Le Lancaster décolle à 23h41 de Bottesford. Peu avant l'objectif, des chasseurs allemands l'attaquent et le touchent mortellement. Deux moteurs sont en feu et le pilote, Fl/Sgt John Maxwell Parsons, RAAF, fait demi-tour alors que l'appareil perd de l'altitude. Il donne l'ordre de larguer les bombes et les fusées et, comprenant qu'ils ne pourront regagner l'Angleterre, ordonne d'évacuer l'avion.

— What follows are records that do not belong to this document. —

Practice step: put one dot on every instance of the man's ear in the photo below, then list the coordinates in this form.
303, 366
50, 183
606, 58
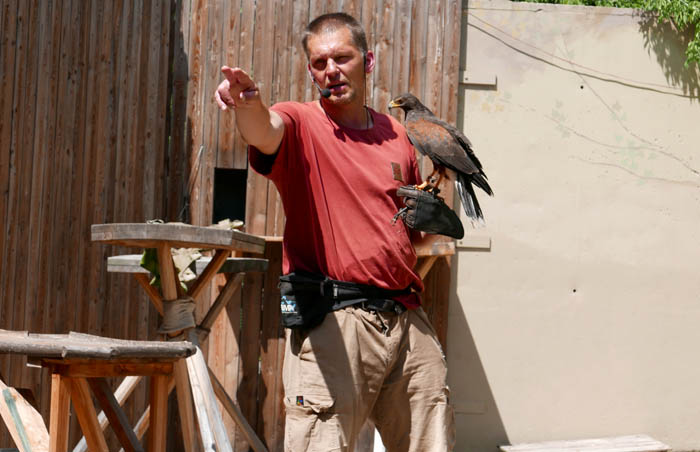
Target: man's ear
369, 61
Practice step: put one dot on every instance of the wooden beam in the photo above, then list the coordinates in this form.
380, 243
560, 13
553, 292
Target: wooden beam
153, 294
185, 406
209, 272
236, 414
106, 369
168, 278
60, 413
113, 411
232, 286
126, 387
87, 417
159, 413
25, 424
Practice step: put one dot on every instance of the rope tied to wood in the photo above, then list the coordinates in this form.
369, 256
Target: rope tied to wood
177, 315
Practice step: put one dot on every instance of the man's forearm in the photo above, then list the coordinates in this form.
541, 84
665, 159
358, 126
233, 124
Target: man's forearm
260, 127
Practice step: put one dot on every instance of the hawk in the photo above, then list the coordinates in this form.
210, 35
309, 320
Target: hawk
447, 148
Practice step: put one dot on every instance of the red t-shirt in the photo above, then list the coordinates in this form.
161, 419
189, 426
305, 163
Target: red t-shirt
338, 187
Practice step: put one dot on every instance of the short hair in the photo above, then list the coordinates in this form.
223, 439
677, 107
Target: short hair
331, 22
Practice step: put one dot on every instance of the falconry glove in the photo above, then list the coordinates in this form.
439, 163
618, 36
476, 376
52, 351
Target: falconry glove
426, 212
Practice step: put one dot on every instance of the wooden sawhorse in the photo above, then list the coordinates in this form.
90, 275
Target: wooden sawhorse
79, 364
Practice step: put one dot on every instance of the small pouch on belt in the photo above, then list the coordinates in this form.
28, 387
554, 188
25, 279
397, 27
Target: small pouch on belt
302, 302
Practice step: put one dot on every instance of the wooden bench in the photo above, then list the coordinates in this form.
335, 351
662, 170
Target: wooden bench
131, 263
79, 364
631, 443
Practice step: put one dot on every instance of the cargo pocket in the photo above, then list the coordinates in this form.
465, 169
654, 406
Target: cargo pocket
311, 425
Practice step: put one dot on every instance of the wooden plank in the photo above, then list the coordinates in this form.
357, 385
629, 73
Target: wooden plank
153, 294
60, 413
144, 235
126, 387
85, 411
205, 277
197, 369
24, 422
271, 390
168, 278
205, 426
230, 289
629, 443
236, 414
96, 369
113, 411
250, 349
185, 406
158, 413
131, 263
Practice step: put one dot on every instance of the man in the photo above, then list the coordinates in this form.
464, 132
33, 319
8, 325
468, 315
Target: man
337, 165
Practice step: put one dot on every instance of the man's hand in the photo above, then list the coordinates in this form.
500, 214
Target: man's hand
237, 90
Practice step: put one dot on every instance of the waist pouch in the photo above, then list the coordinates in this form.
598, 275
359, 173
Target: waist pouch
306, 298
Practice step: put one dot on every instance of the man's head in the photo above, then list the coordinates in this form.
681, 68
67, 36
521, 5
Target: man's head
332, 22
338, 59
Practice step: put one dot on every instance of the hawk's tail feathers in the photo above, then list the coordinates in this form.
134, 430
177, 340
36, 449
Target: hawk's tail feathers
469, 201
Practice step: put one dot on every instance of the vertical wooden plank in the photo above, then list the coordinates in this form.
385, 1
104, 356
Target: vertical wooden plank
249, 348
197, 55
23, 146
60, 413
384, 49
271, 391
159, 413
402, 52
8, 53
229, 155
87, 416
178, 122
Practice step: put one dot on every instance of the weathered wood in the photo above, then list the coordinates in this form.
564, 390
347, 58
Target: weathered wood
158, 413
236, 414
631, 443
145, 235
115, 368
203, 392
85, 411
208, 273
225, 296
131, 263
60, 413
185, 406
77, 345
113, 411
126, 387
24, 422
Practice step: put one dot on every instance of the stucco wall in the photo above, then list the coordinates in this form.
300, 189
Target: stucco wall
582, 318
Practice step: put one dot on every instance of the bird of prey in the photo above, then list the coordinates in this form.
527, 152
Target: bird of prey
448, 148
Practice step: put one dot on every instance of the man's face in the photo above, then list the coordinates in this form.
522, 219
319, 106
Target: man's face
337, 64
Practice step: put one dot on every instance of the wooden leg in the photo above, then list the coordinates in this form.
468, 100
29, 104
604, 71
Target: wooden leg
117, 418
159, 413
60, 413
185, 405
87, 416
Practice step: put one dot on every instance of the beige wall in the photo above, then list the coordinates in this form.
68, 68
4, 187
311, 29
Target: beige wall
582, 319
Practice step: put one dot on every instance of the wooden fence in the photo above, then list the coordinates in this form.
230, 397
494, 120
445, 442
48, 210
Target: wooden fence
107, 115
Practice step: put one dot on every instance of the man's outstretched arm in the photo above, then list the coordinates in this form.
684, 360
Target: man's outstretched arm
258, 125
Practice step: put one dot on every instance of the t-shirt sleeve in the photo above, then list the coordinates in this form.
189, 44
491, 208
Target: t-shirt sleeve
270, 165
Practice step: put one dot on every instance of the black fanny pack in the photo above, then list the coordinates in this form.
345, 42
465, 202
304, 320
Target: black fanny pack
306, 298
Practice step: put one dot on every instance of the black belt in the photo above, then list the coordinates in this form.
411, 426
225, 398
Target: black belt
372, 304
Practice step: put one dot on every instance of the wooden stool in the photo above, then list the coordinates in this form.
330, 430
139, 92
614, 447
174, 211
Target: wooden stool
79, 363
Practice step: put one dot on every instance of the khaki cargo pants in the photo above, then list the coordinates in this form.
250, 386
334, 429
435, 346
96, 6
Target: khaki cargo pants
358, 365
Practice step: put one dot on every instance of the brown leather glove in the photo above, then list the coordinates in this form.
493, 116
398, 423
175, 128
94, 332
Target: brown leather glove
426, 212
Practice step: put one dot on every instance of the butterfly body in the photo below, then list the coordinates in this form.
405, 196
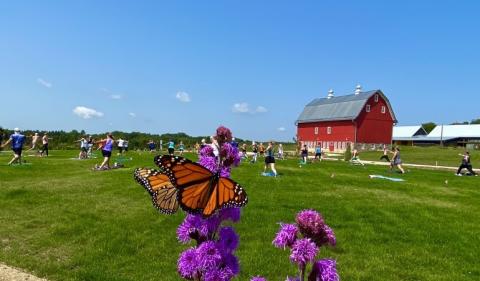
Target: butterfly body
198, 189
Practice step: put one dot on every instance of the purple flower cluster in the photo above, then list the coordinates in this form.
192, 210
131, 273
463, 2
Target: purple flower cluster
258, 278
212, 259
311, 224
286, 236
304, 240
303, 251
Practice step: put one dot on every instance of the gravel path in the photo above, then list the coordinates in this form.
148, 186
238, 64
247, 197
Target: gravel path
8, 273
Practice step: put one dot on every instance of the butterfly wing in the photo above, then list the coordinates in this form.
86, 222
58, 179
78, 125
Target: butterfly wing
152, 180
165, 200
158, 185
199, 190
181, 171
226, 194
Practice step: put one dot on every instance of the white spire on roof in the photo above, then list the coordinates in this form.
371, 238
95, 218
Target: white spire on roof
330, 94
358, 89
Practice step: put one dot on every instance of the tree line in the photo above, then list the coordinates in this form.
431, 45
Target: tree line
136, 140
429, 126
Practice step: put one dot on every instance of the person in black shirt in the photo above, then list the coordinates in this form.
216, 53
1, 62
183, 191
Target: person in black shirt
466, 164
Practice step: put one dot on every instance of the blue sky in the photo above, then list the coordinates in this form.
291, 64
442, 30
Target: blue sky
249, 65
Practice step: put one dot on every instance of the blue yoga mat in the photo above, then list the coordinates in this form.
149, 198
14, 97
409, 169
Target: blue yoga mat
385, 178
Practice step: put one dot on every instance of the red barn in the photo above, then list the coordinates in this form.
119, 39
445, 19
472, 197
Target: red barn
364, 118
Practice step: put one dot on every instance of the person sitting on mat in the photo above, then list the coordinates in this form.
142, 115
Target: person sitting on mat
466, 164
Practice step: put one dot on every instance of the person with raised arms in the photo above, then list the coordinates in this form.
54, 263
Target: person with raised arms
270, 159
35, 138
83, 148
45, 140
106, 152
17, 141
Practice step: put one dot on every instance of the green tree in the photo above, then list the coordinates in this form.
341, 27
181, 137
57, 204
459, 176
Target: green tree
429, 126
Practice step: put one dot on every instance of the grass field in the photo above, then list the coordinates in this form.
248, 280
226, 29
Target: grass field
61, 221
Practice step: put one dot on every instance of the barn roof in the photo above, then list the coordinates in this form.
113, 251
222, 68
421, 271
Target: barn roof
408, 131
339, 108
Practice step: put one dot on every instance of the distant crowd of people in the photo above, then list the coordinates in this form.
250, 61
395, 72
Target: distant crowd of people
249, 153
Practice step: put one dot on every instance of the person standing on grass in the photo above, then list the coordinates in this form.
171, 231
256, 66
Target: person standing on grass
466, 164
385, 153
244, 151
90, 142
83, 148
397, 161
120, 144
318, 153
255, 152
45, 140
35, 138
304, 154
125, 146
261, 148
181, 148
151, 146
17, 141
280, 151
106, 151
171, 147
270, 159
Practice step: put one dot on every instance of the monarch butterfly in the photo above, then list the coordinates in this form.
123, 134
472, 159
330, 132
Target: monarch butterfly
164, 194
199, 190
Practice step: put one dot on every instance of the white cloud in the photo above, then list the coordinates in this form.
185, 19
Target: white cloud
86, 113
244, 107
44, 83
183, 96
260, 109
241, 108
116, 97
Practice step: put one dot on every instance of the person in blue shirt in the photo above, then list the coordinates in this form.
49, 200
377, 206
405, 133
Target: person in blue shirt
107, 146
171, 147
151, 146
17, 141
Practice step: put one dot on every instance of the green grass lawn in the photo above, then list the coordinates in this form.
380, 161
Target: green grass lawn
61, 221
433, 155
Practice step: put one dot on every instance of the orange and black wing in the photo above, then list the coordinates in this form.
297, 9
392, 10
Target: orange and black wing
158, 185
165, 200
152, 180
199, 190
193, 181
226, 193
181, 171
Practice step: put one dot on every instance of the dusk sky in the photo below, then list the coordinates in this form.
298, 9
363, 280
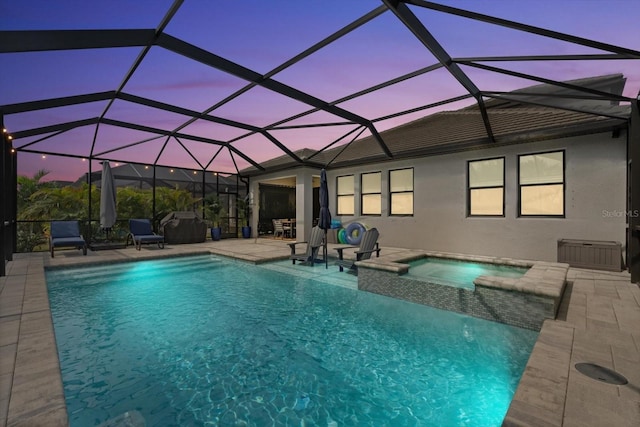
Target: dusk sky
261, 35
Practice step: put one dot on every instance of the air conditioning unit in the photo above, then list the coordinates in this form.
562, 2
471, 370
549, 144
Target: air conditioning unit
593, 254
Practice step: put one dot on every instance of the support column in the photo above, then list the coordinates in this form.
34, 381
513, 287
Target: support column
633, 233
304, 203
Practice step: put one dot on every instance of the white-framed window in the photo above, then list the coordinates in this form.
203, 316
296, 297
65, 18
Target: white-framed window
485, 187
371, 193
346, 195
541, 184
401, 191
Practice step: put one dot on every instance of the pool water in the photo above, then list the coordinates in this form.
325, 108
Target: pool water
458, 273
204, 341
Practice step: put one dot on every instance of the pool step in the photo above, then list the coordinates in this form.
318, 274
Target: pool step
126, 270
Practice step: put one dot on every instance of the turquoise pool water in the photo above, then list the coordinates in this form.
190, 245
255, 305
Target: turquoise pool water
201, 341
458, 273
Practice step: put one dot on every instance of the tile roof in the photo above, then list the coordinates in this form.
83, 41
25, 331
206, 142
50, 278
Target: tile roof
451, 131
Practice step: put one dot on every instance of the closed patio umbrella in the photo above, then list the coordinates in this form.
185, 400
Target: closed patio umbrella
107, 199
324, 221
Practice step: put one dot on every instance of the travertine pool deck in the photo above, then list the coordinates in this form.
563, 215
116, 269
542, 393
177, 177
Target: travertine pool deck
598, 322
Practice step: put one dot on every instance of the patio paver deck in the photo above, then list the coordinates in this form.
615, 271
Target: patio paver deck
598, 323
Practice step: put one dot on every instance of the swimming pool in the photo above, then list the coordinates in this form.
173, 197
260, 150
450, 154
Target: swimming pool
207, 341
457, 273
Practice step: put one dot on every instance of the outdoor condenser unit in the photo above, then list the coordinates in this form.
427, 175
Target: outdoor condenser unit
593, 254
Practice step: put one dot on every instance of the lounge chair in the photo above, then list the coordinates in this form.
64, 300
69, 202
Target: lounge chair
140, 232
368, 245
66, 234
313, 245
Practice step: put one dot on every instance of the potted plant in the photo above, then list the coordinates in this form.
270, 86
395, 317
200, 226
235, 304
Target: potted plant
212, 209
244, 212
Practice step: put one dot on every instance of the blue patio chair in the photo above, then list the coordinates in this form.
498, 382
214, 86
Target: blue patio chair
140, 232
313, 246
66, 234
368, 245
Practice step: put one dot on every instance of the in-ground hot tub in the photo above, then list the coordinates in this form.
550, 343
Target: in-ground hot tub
523, 301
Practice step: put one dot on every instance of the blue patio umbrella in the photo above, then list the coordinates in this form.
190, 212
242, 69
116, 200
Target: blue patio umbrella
107, 199
324, 221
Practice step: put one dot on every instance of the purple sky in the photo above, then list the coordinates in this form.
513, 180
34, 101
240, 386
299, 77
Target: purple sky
261, 35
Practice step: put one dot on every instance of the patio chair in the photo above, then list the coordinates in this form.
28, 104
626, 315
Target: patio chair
368, 245
313, 245
66, 234
140, 232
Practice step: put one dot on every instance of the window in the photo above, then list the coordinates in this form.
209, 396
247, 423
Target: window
371, 193
485, 196
541, 183
401, 192
346, 204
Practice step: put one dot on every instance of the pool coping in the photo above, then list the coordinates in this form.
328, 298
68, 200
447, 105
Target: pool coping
597, 322
543, 279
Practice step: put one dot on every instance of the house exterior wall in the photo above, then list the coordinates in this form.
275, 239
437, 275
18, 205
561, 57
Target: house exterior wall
303, 178
595, 201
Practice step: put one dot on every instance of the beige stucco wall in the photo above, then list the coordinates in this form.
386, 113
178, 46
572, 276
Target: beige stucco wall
595, 192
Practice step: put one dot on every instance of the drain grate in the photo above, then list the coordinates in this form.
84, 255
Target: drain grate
601, 373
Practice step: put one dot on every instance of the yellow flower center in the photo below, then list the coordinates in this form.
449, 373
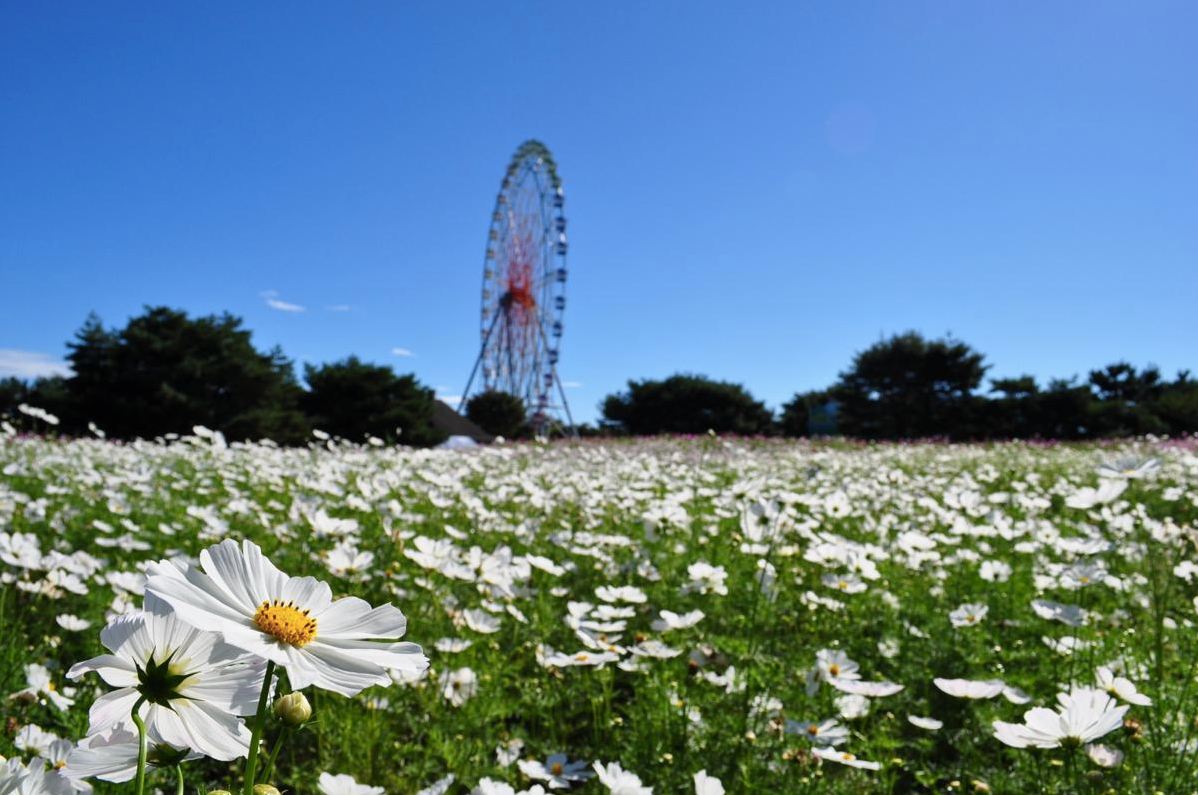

John Parsons, le mécanicien Sgt Bernard Spencer et le mitrailleur arrière Sgt Thomas Chalmers seront tués. Ils sont tous trois inhumés au cimetière du Schoonselhof à Anvers. Trois hommes seront fait prisonniers pratiquement immédiatement : le bombardier Sgt Norman Jardine Vaulkhard, l'opérateur radio Sgt J. Frank Selman, RCAF (qui atterrit dans un arbre au milieu d'un terrain de manœuvres de l'armée allemande) et le mitrailleur dorsal Sgt R. A. Hunt.
John Egan, dont c'est la 59ème mission en deux ans, saute et à l'ouverture de son parachute, est coupé de la nuque à l'oreille par les sangles. En descendant, il voit l'avion se désintégrer en vol, avec Parsons et Chalmers à bord. Il atterrit sur le dos dans un champ de blé près d'un bois. Il enterre son parachute et son harnais et se met en marche vers l'Ouest.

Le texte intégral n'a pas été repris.